When Your Saga Rollback Succeeds and Your Users Lose Money

We had a saga-based payment flow. A user initiates a purchase, we reserve money on their account, proceed with the next steps, and if something fails — we roll back the reservation. Standard stuff.

One day, users started reporting that their money was stuck. They couldn’t buy anything, couldn’t transfer — the funds were just missing. We checked the logs. The rollback had executed. It had succeeded. That was the problem.

The Flow

Here’s a simplified version of what we had. The orchestrator calls the reservation service to hold funds on the user’s account, then proceeds with the rest of the saga:

Call reservation service → reserve money
Continue with next saga steps
If something fails → rollback the reservation
If rollback fails → separate process does continue calling automatic rollbacks with exponential backoff until succeeds

When the reservation call returned an expected business error — say, insufficient funds — there was no reservation to rollback. The service explicitly rejected the operation. Clean and simple.

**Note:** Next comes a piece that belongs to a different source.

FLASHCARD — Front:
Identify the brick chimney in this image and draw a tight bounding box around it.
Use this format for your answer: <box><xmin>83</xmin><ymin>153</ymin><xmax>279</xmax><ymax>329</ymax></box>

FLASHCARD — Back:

But when the reservation call failed with a technical error — a timeout, a 500, a network hiccup — things went wrong.

The Race Condition

Here’s what was actually happening:

Orchestrator sends “reserve money” to the reservation service
Reservation service starts processing but is slow (network lag, high load, etc.)
Orchestrator hits a timeout and considers the operation failed
Orchestrator immediately sends “rollback reservation” to the same service
The service responds: “nothing to rollback”. The service hasn’t finished processing the reservation yet
Orchestrator marks the rollback as successful
The service finishes processing and commits the reservation
Money is now frozen with nobody coming to release it

The rollback arrived before the service had finished creating the thing we were trying to undo.

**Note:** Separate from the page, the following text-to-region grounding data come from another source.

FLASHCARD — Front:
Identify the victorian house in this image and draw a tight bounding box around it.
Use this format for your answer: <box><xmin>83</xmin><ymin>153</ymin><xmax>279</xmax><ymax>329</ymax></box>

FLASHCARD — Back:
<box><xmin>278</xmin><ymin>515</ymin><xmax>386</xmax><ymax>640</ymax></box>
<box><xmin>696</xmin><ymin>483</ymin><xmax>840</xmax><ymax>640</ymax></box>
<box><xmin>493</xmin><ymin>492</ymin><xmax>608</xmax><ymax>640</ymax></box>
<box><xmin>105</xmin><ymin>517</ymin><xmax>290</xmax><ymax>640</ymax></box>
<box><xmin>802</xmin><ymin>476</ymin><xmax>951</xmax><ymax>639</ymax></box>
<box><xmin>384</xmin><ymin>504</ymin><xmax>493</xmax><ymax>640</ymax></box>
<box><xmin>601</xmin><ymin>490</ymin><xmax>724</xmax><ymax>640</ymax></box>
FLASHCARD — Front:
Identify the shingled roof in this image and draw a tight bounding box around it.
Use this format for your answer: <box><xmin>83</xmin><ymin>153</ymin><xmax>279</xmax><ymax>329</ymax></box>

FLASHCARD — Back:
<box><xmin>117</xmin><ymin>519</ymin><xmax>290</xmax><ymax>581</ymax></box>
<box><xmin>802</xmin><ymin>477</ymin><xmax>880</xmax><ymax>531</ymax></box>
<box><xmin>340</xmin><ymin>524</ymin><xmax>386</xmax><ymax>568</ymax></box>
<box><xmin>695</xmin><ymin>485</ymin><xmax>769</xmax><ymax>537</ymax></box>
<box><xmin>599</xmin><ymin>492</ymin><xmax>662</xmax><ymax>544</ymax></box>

saga rollback race condition scheme

And unlike most race conditions, this one doesn’t produce an error. It produces a successful no-op. The orchestrator thinks everything is clean. No alerts fire. The user notices funds.

Why This Happens Only After Technical Errors

This distinction turned out to be the key insight.

Business errors (like “insufficient funds” or “account blocked”) mean the service explicitly rejected the operation. No reservation was created. The service knows its own state and is telling you the truth. You can safely proceed with rolling back any previous saga steps.

Technical errors (timeouts, 500s, network failures) mean the orchestrator has no idea what happened. Maybe the reservation failed. Maybe it’s still being processed. Maybe it succeeded but the response got lost. The orchestrator is guessing — and if it guesses “let me rollback immediately,” it hits the race condition.

The key difference: after a business error, the service knows nothing happened. After a technical error, nobody knows.

The Fix

The fix is surprisingly simple: only trigger an immediate rollback after business errors. After technical errors — do nothing.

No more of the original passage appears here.